3.      Sint Jakobus in de Drakenburgsteeg die als uitwijk diende voor de katholieken die niet langer in de protestant geworden Jacobikerk konden blijven.

4.      Sint Nicolaas achter de Wal (of bij de Lolle- of Cellebroederstraat, bij de Latijnse school, bij de Hieronymusschool) voor degenen die niet meer in de Klaaskerk terecht konden.

De vier staties buiten de stadswallen bevonden zich:

1.      buiten Wittevrouwen

2.      buiten Tolsteeg

3.      buiten de Weerd

4.      buiten Catharijne

In 1623 kwam de statie van Sint Servaas ook in handen van de wereldgeestelijken.

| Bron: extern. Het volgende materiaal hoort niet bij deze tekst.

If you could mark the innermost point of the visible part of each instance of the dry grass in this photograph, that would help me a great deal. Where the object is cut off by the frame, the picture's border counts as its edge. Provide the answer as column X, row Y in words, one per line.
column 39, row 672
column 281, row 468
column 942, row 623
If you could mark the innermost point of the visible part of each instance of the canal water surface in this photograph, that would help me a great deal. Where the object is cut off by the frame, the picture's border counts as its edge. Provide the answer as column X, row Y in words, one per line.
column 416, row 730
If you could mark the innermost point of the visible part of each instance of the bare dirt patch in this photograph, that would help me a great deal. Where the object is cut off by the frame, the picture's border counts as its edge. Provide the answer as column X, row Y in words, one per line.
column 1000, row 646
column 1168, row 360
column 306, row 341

Onder apostolisch vicaris Philippus Rovenius (1614-1651) werd in 1645 de statie van Sinte Marie op de Kamp (of aan de Nieuwegracht) gesticht om de statie van Sinte Marie Achter Clarenburg te ontlasten. Deze statie stond ook bekend onder de naam van haar schuilkerk Soli Deo Gloria.

Hoveniersparochie

De statie van Sint Jakobus buiten de Weerd schijnt pas halverwege de 17e eeuw tot een zelfstandige statie te zijn uitgegroeid. In 1643 kreeg zij haar eerste pastoor. Voordien kerkten de katholieken uit de Weerd in de Drakenburgsteeg. De trek naar buiten de stadswallen was te verklaren uit het beroep van de meeste parochianen van Sint Jakobus, namelijk dat van hovenier. Als groenteleveranciers werden zij door de stadsuitbreidingen steeds verder van de stad verdreven. Waren zij eerst op hun akkers direct tegen de singelgracht aan werkzaam in de huidige Koekoeksbuurt, de Otterstraat en het Zwarte Water, in de 19e eeuw waren ze gedwongen uit te wijken naar de Lauwerecht, Pijlsweerd, Hoogelanden, Hogenoord en Lagenoord. Nog weer later kwam in de 20e eeuw een verhuisbeweging op gang naar het Zandpad, het Ondiep, de Klop, Zuilen, Maarssen, Westbroek, Blauwkapel, Groenekan en Vleuten. Desalniettemin bleven de parochianen trouw aan hun steeds verder weg liggende kerk.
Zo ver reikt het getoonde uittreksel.